Affects of the balkanization of mail blacklisting
Lou Katz
lou at metron.com
Sat Aug 11 20:05:54 UTC 2001
On Sat, Aug 11, 2001 at 01:19:45PM -0400, Charles Sprickman wrote:
> Date: Sat, 11 Aug 2001 13:19:45 -0400 (EDT)
> From: Charles Sprickman <spork at inch.com>
> Subject: Re: Affects of the balkanization of mail blacklisting
>
> On Sat, 11 Aug 2001, Lou Katz wrote:
>
> > Complain to the domain who got listed in the first place, wink wink,
> > nudge nudge.
>
> Ummm, the DUL is a list of dialup ports. When it was started, the intent
Right. It is then surprising that an IP address which was listed as a
dialup suddenly wasn't.
> was not to punish ISPs listed there, but to give mail admins a list of IPs
> that represent dialup ports, which generally should not be sending mail
> directly. It is not a mark of shame to be on the DUL. Some of us
> actually *volunteered* such information to maps.
>
> Which brings me to another point that's been eating at me since maps went
> commercial... DUL seemed like more of a community effort than RBL or RSS.

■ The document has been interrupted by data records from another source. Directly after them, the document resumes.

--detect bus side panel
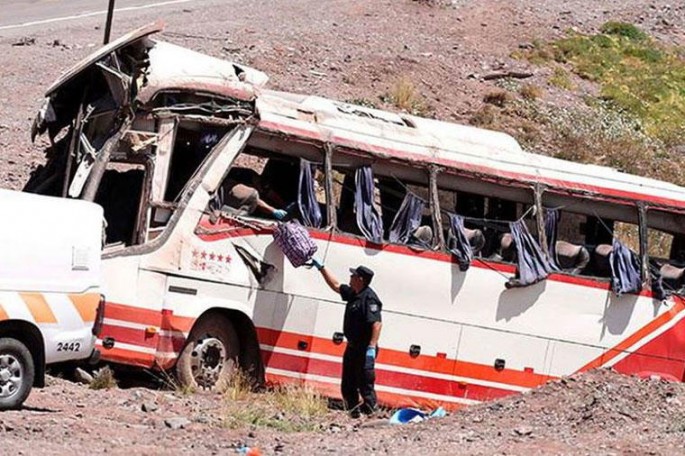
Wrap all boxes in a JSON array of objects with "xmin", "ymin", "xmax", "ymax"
[
  {"xmin": 98, "ymin": 256, "xmax": 164, "ymax": 368},
  {"xmin": 610, "ymin": 312, "xmax": 685, "ymax": 380}
]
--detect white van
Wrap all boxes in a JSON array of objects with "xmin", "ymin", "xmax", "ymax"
[{"xmin": 0, "ymin": 189, "xmax": 106, "ymax": 409}]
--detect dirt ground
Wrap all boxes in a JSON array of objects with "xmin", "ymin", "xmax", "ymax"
[
  {"xmin": 1, "ymin": 0, "xmax": 685, "ymax": 454},
  {"xmin": 1, "ymin": 369, "xmax": 684, "ymax": 455}
]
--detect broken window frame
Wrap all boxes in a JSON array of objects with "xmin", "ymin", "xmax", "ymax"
[
  {"xmin": 540, "ymin": 188, "xmax": 645, "ymax": 285},
  {"xmin": 214, "ymin": 130, "xmax": 327, "ymax": 226},
  {"xmin": 435, "ymin": 168, "xmax": 537, "ymax": 266},
  {"xmin": 326, "ymin": 146, "xmax": 439, "ymax": 249}
]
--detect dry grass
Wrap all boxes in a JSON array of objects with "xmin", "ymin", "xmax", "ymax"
[
  {"xmin": 223, "ymin": 379, "xmax": 329, "ymax": 432},
  {"xmin": 519, "ymin": 84, "xmax": 544, "ymax": 100},
  {"xmin": 483, "ymin": 90, "xmax": 513, "ymax": 108},
  {"xmin": 384, "ymin": 77, "xmax": 428, "ymax": 115},
  {"xmin": 469, "ymin": 104, "xmax": 500, "ymax": 128},
  {"xmin": 222, "ymin": 368, "xmax": 255, "ymax": 401},
  {"xmin": 89, "ymin": 366, "xmax": 117, "ymax": 390},
  {"xmin": 548, "ymin": 66, "xmax": 574, "ymax": 90},
  {"xmin": 146, "ymin": 368, "xmax": 197, "ymax": 395},
  {"xmin": 270, "ymin": 383, "xmax": 329, "ymax": 419}
]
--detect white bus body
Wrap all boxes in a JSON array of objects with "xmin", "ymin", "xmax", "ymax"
[{"xmin": 27, "ymin": 22, "xmax": 685, "ymax": 409}]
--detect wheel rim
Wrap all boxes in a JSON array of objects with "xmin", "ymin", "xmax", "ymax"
[
  {"xmin": 189, "ymin": 337, "xmax": 227, "ymax": 389},
  {"xmin": 0, "ymin": 354, "xmax": 23, "ymax": 399}
]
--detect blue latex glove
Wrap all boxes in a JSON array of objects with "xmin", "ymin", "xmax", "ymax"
[
  {"xmin": 310, "ymin": 258, "xmax": 324, "ymax": 270},
  {"xmin": 272, "ymin": 209, "xmax": 287, "ymax": 220},
  {"xmin": 366, "ymin": 346, "xmax": 377, "ymax": 360}
]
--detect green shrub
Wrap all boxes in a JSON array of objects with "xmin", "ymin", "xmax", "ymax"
[
  {"xmin": 522, "ymin": 21, "xmax": 685, "ymax": 145},
  {"xmin": 601, "ymin": 21, "xmax": 647, "ymax": 41}
]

> Many entries were added by people volunteering their own information with
> the idea that it was for the "common good". I for one, feel shafted that
> this list to which I contributed, is only available if I choose to pay a
> sizable amount of money.
A very good point - the DUL was/is different from the other two lists, and
perhaps should have been treated differently. As I understood it, some ISPs
'contributed' their configurations as part of ensuring that direct-to-mx
spam would be reduced.
>
> As for MAPS working out deals for smaller customers, I've not yet received
> any replies from their sales kritters, which I will interpret as a "NO".
Likewise. All I got was an autoack and a ticket number.